# NDGF AWOL in Oil Boom/Editorial



## Dick Monson (Aug 12, 2002)

http://www.inforum.com/event/article/id ... p/Opinion/

John Heiser's excellent editorial letter in the Sunday FF sums up the situation well concerning wildlife and habitat loss in ND due to development. It is unfortunate that NDGF is not allowed to act in the best interests of the state concerning it's mission statement.

Some ND sportsmen are thinking this is a "western" problem and they don't recreate in the west so it doesn't apply to their activity. Wrong. It is only going to spread and become worse.


----------



## shaug (Mar 28, 2011)

Here is John Heiser in High Country News:

http://www.hcn.org/issues/180/5833

He doesn't like oil wells, progress, people who raise buffalo and his neighbors who run cattle on fee lands. On the flip side his neighbors don't like him.
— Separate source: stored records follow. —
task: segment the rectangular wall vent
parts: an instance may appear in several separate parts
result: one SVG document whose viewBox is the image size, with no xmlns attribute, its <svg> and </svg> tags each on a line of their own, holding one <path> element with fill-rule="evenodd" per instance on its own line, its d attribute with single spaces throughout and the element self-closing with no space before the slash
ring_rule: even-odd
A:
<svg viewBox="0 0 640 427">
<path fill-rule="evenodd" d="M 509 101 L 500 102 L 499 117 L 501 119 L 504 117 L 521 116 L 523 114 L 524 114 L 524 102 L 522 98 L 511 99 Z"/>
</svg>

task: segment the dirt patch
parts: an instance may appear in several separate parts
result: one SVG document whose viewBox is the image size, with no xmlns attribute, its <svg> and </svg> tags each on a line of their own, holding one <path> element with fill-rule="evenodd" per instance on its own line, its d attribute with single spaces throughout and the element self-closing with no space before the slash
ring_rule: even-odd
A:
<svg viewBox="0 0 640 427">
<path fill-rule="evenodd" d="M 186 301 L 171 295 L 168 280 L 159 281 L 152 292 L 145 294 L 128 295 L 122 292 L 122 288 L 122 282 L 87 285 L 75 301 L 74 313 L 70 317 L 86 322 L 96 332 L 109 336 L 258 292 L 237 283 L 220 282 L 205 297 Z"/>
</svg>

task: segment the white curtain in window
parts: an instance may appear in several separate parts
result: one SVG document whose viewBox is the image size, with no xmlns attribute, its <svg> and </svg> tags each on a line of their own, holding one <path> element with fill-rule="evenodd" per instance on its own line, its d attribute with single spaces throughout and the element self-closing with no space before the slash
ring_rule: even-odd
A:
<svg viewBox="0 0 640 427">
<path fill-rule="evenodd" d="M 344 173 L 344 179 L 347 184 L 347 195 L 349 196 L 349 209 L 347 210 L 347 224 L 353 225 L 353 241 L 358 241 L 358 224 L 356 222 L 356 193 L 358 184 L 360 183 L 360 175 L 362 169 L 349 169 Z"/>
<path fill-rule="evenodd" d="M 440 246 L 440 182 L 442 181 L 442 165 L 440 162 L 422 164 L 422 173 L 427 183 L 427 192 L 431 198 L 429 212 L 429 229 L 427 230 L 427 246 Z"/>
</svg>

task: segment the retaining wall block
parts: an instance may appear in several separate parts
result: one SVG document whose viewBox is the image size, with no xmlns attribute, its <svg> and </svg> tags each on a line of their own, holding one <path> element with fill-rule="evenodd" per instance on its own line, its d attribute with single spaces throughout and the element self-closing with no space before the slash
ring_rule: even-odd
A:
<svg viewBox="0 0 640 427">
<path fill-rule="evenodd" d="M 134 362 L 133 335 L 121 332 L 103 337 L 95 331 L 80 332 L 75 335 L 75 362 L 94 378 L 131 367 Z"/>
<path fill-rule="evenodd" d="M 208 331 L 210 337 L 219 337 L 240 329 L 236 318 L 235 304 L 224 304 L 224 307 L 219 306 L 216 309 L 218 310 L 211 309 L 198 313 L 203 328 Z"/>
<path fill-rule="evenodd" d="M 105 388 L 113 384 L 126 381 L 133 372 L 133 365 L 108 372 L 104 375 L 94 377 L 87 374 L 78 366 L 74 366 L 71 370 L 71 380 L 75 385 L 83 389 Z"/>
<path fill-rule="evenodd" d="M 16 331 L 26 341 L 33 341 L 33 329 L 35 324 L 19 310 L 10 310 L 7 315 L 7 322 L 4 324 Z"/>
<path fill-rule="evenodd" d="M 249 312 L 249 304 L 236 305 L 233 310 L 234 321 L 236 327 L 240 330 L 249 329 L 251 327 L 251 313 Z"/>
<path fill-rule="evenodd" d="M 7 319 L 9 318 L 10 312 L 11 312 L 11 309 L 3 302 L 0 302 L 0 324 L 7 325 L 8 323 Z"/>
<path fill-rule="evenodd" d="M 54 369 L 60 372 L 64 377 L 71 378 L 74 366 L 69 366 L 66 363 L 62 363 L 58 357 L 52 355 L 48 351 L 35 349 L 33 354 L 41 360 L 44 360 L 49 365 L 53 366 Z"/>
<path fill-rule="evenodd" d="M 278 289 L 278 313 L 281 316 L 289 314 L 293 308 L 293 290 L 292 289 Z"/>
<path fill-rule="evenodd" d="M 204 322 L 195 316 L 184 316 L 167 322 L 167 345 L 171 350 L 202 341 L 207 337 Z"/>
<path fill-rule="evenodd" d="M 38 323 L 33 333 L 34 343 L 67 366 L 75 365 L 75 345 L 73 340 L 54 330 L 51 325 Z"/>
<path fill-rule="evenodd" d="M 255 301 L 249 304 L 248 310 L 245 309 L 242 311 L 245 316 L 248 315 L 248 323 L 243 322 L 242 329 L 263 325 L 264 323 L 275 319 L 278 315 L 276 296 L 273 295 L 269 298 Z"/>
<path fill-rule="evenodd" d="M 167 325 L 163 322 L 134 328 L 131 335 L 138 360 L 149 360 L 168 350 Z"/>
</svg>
John Heiser collected signatures for the High Fence Iniative. So tell me something Dick Monson, how do environmentalists and animal rights activists such as yourself and John Heiser find each other? Where is the big tent? Perhaps the wildlife society?

Dick said,



> It is unfortunate that NDGF is not allowed to act in the best interests of the state concerning it's mission statement.


Dick, the people of the state make the laws and then hire the G/F to enforce those laws. The North Dakota Game and Fish is to remain neutral. We live in a republic.


----------



## Plainsman (Jul 30, 2003)

> It is unfortunate that NDGF is not allowed to act in the best interests of the state concerning it's mission statement.


Your right Dick. The fear factor keeps them unresponsive. Radicals that look at anyway to make a dollar would call their local representatives and anyone from any state agency would have their job in danger. Have you noticed questions like "who do you work for", "who do you work with" etc. Those questions are seeking a way to damage people.


----------